Nearly every conversation surrounding Vince Carter’s tenure with the Atlanta Hawks centers on his leadership of the young roster. Veterans hang around the NBA long after their on-court usefulness has left them because teams value their immense experience and essentially treat them as a player-coach, a liaison between the coaching staff and the rest of the roster, someone who can connect with the players and teach them what the organization wants from them.
The most famous current example of this is Udonis Haslem, who has been in Miami since before Dwyane Wade first suited up for the Heat, but there are players like Haslem littered throughout recent NBA history. As players are coming into the league younger and younger every year, a veteran presence who speaks for the organization has become more important.
However, these players garner the respect from the younger players based on their history with the team and what they’ve accomplished in their careers. Haslem is a three-time champion and has the backing of every human being in the Greater Miami Area. Nick Collison began his career with the Seattle Supersonics in 2003 and, along with Russell Westbrook, grew to embody everything that the Oklahoma City Thunder represent in their new home.

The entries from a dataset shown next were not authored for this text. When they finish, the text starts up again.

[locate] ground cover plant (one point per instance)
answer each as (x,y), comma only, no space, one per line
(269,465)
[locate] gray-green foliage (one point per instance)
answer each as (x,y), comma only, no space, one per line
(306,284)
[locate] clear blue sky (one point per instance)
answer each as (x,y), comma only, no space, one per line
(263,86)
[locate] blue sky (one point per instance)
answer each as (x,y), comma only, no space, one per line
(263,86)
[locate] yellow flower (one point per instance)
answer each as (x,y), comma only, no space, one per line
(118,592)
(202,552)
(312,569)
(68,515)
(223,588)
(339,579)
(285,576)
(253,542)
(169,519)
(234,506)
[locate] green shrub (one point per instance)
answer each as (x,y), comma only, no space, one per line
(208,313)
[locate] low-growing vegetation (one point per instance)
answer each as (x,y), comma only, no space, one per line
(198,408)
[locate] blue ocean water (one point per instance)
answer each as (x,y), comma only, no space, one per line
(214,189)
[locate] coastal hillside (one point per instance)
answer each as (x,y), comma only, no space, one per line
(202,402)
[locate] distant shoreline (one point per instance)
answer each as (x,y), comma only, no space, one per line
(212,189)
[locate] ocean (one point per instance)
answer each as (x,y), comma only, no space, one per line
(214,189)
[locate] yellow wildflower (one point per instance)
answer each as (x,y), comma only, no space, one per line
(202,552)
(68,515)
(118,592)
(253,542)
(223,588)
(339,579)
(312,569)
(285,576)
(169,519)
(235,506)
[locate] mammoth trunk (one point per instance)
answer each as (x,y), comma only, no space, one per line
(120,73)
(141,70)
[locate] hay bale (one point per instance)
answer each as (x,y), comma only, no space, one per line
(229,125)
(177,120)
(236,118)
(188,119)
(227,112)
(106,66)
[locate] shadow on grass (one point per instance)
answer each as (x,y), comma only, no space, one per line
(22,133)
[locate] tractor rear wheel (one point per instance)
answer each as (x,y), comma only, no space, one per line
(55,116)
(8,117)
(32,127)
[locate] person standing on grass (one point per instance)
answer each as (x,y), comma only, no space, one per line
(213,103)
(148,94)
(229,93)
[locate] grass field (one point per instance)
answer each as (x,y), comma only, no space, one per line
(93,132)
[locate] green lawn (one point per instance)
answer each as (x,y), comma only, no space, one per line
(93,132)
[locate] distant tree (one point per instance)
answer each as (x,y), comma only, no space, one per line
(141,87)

Carter, on the other hand, signed up with Atlanta in what is likely the final year of his storied career and the eighth stop in 21 years. When he walks into the Hawks’ locker room, there’s a reverence based on what he’s done in his career and what he meant to the game of basketball, but it’s a different type of respect than what Haslem or Collison earned with their teams.
While Haslem and Collison represent their teams and their cities and can use that history to convince young players to fall in line, Carter’s history is based on what he’s accomplished on the floor and keeping that reputation means continuing to produce, even in a lesser role. Hawks head coach Lloyd Pierce intimated as much before a November game against the Boston Celtics, saying, “You can have a vet, but if he can’t do anything, then you’ve just got a guy in the locker room talking.” Haslem and Collison don’t have to bring it on the floor to earn their spots as the leaders in their respective locker rooms, but Carter’s situation is different – he can’t rely on his play before he got to Atlanta to entirely speak for him and give him the role he covets with the younger players.

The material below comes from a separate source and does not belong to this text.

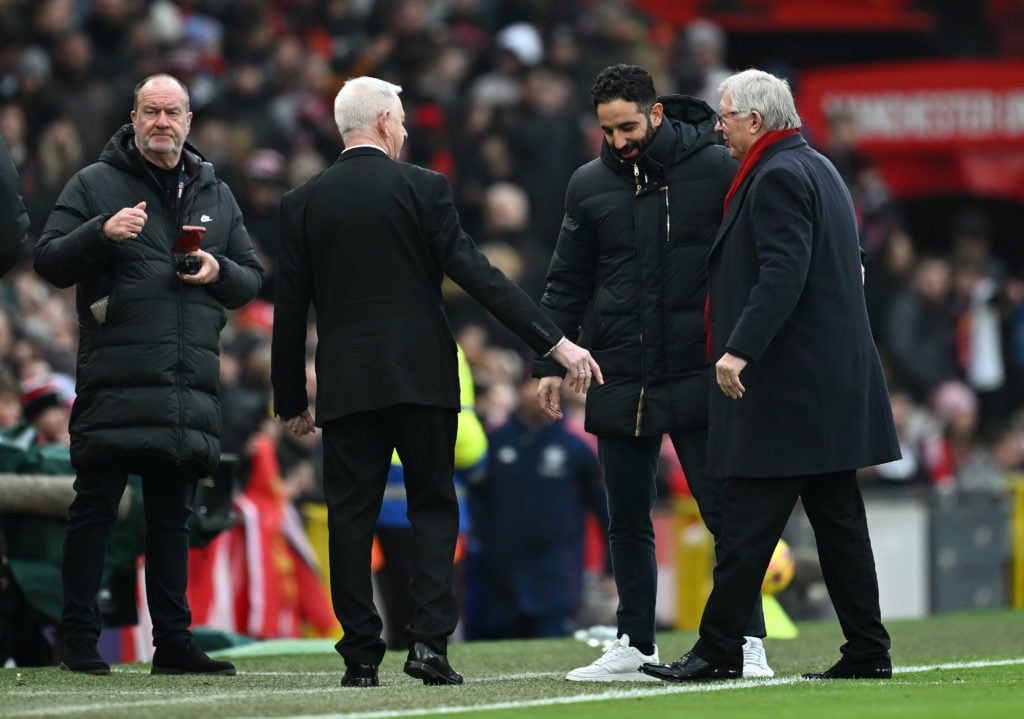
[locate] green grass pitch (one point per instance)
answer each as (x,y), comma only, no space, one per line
(965,665)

It doesn’t have to be anything special from Carter, but like Pierce said, it has to be something. And something is exactly what Carter has brought to the Hawks so far this year; his play at the power forward spot has been exactly what they’ve needed in times of uncertainty surrounding lineups or in tough spots against better teams.
It’s a bit strange, given his long history of being a primary scoring wing, to call him a 3-and-D forward, but that’s precisely the role he’s assumed for Atlanta on the court this season, continuing a trend that’s persisted throughout this decade. Carter’s transformation from superstar to role player has been one of the smoothest in league history; it’s exceedingly rare for a player to come to grips with the fact that he’s no longer the player he once was and to take a back seat to others as his athleticism and ability to consistently be a star deteriorate.
It’s easy for the rest of us to sit back and tell Superstar X that he no longer has it and that he needs to come off the bench, but the same personality traits it takes to become a superstar don’t exactly lend themselves to acquiescing to anything. Yet, that’s precisely what’s happened with Carter over the last eight or nine years.
Carter’s three-point rate is the highest it’s ever been – nearly 65 percent of his attempts are from beyond the arc this year. By comparison, that number was just 27.3 percent in his final All-Star season in New Jersey and has been steadily climbing over the last decade to get where it is today.
Not exactly an elite shooter in his early years, he’s done a fantastic job adapting to the new world order in the NBA offensively. On the other end of the floor, he’s being tasked with banging with power forwards, something he rarely did as a perimeter player in his early days. In November, Carter matched up with LeBron James in the closing minutes of a game in Los Angeles in which he played the entire fourth quarter:
These moments help to solidify Carter’s message both on and off the court. He has a high baseline and can lead on his name and experience alone, but as he’s told the media in various scrums throughout his short stint in Atlanta, it’s important for him to show the young guys that he still has the ability to put the ball in the basket and defend his position to really hammer home what he wants those players to understand.